In science, irreproducible research is a quiet crisis
Even when no one’s done anything obviously wrong, scientific experiments sometimes yield results that turn out to be incorrect. When Doug Melton’s team at Harvard University discovered betatrophin, a hormone that could trigger the pancreas to make beta cells lost in diabetes, their 2013 paper was touted as a breakthrough. But when they redid the experiment and increased the number of animals, the original result didn’t quite hold up.

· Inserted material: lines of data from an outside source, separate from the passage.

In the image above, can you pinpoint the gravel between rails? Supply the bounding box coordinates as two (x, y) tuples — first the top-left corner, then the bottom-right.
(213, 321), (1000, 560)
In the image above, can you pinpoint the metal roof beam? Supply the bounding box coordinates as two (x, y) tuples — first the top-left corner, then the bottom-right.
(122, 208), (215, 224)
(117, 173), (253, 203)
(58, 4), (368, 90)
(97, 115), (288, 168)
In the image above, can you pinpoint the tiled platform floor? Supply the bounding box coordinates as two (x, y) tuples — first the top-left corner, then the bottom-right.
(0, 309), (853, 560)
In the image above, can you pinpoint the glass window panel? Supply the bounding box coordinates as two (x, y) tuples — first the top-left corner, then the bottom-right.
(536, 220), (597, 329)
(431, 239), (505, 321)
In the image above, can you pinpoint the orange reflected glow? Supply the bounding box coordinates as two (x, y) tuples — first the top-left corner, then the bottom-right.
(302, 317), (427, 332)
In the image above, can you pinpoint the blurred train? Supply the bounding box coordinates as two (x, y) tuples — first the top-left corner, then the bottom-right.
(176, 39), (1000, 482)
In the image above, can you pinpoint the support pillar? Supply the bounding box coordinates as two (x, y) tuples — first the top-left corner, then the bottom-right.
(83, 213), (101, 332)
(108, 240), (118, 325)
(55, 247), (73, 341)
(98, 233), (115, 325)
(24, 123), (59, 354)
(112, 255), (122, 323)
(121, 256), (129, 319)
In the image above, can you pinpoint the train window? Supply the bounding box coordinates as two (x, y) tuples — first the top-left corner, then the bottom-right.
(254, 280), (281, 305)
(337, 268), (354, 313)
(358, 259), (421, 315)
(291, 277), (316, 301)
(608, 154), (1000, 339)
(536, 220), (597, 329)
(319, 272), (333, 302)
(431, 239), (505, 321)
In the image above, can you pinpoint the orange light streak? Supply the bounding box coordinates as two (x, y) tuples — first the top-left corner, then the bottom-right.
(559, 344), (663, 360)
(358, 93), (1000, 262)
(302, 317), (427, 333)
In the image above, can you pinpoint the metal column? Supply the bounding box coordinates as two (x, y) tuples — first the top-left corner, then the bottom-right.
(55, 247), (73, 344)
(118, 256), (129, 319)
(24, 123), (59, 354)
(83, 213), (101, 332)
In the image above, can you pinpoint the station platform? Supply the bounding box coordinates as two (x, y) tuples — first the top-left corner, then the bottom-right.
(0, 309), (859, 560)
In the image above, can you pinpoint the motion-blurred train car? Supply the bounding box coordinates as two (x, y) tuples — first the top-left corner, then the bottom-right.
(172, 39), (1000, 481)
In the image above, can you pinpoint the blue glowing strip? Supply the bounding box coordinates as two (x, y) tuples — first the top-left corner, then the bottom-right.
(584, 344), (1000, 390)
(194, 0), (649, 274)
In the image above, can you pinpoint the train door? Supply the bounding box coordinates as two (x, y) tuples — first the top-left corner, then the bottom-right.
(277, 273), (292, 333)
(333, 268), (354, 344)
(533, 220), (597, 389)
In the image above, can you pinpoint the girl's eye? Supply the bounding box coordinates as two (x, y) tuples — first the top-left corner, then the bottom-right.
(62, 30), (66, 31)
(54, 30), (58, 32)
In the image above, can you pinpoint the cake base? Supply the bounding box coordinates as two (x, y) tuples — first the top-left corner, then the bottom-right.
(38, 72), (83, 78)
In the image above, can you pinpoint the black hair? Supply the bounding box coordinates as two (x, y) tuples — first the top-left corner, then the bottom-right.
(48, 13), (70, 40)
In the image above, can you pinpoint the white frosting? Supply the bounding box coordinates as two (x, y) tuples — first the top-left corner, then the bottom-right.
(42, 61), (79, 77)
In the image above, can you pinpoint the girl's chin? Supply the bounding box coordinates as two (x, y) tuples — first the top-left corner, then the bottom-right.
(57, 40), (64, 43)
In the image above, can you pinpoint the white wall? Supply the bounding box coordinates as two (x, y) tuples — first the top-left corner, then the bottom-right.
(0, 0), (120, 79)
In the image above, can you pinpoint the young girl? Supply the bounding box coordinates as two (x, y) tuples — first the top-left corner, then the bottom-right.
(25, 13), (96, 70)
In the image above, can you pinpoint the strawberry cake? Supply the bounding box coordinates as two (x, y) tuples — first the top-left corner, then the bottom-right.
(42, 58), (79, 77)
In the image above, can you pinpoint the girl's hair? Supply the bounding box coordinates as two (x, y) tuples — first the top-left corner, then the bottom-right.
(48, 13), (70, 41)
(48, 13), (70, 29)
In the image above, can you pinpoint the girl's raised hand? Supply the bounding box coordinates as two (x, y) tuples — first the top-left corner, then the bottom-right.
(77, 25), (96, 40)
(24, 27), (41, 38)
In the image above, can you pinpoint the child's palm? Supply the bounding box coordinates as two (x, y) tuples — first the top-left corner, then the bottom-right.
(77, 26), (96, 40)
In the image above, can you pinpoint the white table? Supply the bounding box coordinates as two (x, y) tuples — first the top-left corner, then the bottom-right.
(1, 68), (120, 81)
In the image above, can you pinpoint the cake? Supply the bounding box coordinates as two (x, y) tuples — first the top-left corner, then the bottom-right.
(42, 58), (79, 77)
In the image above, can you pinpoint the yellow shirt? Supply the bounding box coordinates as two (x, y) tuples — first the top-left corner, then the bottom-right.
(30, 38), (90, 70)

The hormone’s effect was far weaker than first reported.
As so often happens, the biology at work was more complex than it originally seemed. Melton is continuing a long list of experiments to understand how betatrophin works. He vows to publish the results, whether they point to a diabetes therapy or not.
To many in the scientific community, this was an example of how science self-corrects. It was Melton’s lab, along with an outside group, that identified the problems in the earlier work. Yet the case also exemplifies a broader problem in the research world. The rush to celebrate “eureka” moments often overshadows a rather mundane activity on which science depends: repetition. Any finding needs to be “reproducible” — confirmed in other labs — if it is to matter.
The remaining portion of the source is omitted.